Джин Грин - Неприкасаемый (Горпожакс) - страница 418

— Слушается дело э 49054 «Соединенные Штаты Америки против Джина Грина»!

Джину зачитали обвинительный акт. Как он и ожидал, ему не инкриминировали ни убийство у каменного карьера, ни покушение на Лота. Значит, «фирма» и впрямь была исполнена решимости замять все это дурно пахнущее дело с Лотом. Джина Грина судили лишь за дезертирство.

По чрезмерной раздражительности и враждебности всех пяти членов суда во главе с убеленными благородными сединами полковниками Джин почувствовал на закрытом заседании суда незримое присутствие джентльменов прессы, поднявших — кто за деньги Ширли, а кто и по идейным убеждениям — столь вредный для армии и ЦРУ шум вокруг дела дезертира Грина.

Седовласый генерал Мидлборо, председатель суда, старый знакомый, которому так в свое время нравился курсант КОД Грин, порой глядел на подсудимого Грина с такой неприкрытой ненавистью и алчной жаждой крови, что Джин ни на минуту не сомневался, что этот страж армейского порядка и дисциплины, будь на то его воля, с превеликим удовольствием собственноручно привязал бы его к столбу и скомандовал «пли!» команде палачей.

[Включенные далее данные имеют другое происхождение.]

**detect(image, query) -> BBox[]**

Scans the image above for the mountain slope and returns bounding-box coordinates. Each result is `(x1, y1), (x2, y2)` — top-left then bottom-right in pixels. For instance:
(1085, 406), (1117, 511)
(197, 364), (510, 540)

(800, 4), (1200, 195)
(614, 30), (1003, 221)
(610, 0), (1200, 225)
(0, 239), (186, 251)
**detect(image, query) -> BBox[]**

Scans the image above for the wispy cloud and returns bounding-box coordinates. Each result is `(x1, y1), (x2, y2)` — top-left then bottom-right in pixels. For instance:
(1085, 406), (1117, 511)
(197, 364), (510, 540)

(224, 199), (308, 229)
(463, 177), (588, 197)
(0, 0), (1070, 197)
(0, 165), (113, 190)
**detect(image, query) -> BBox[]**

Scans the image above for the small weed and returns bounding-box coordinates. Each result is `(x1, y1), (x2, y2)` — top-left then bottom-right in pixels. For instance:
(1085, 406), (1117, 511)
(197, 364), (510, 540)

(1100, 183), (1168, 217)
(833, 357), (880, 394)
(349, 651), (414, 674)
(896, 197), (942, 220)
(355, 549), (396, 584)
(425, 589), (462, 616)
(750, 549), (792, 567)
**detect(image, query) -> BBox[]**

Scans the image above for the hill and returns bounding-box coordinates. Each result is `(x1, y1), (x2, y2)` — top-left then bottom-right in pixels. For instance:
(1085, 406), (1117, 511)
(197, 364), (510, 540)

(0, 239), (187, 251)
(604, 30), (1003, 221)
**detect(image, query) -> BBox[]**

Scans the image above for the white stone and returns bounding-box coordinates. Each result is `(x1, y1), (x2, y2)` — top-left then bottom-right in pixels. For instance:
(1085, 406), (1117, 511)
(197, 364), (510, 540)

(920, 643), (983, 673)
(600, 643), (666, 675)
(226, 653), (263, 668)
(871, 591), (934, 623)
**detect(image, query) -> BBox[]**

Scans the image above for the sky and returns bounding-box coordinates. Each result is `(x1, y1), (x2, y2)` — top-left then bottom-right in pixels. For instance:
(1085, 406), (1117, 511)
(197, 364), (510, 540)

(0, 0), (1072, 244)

Однако дело Грина получило слишком громкую огласку, чтобы с ним можно было бесцеремонно и втихомолку расправиться.

Военный суд в отличие от гражданского скор и не терпит словесного препирательства. Процессуальные формальности сведены до минимума. Едва отзвучали под мрачными сводами зала начиненные свинцовой тяжестью холодного официального гнева слова военного прокурора («трайэл коунсел») и лицемерно-объективное заявление нового, спешно найденного защитника («дифенс коунсел»), как судья («Ло офисер») предоставил последнее слово обвиняемому.

Джин встал, намереваясь отказаться от слова. Какой толк метать бисер перед свиньями! Он не ждал добра от «барабанной юстиции», от армейской Фемиды, знал: во время второй мировой войны суды вооруженных сил США «проворачивали» в среднем по 750 тысяч дел в год, что военный суд не судит, а лишь выносит приговор… И вдруг он взглянул на голубое небо за забранным решеткой окном и почувствовал себя обязанным сказать свое последнее слово — нет, не этим слепоглухонемым солдафонам, а голубому небу за решеткой и всем тем людям, которые хотят жить без войны, жить и любить…

— Я многое передумал, — начал Джин, глядя за решетку, — и понял, что не могу участвовать в этой грязной войне во Вьетнаме, где нам, «зеленым беретам», доставалась самая черная и постыдная работа, за которую вы щедро платили долларами, — он перевел взгляд на грудь Тэкса, — и самыми высокими орденами! Кому из здесь сидящих неизвестно, что и наш «зеленый берет» капитан Хью Доилон получил высшую награду — «Медаль конгресса» — за убийство вьетнамцев-патриотов, их жен, детей и стариков во Вьетнаме! Я не могу впредь участвовать и в сомнительных, подрывающих мир операциях ЦРУ — в России, на родине моих дедов, или где бы то ни было! Всюду, где сейчас базируются и действуют подразделения восьми групп «зеленых беретов» — во Вьетнаме (там они насчитывают сейчас тысячу триста человек), в Корее, на Формозе, в Таиланде, Малайе, во многих странах Латинской Америки, в Индонезии, в Конго, Эфиопии, в Иране среди курдов и здесь, в Бад-Тельце, в Западной Германии — всюду они не служат делу мира, как вы твердите, а раздувают пламя третьей мировой войны. В свободное же время в одном только Вьетнаме вместе с другими джи-ай они тратят двадцать миллионов долларов в месяц на «буз» — выпивку и на «помидорчиков»!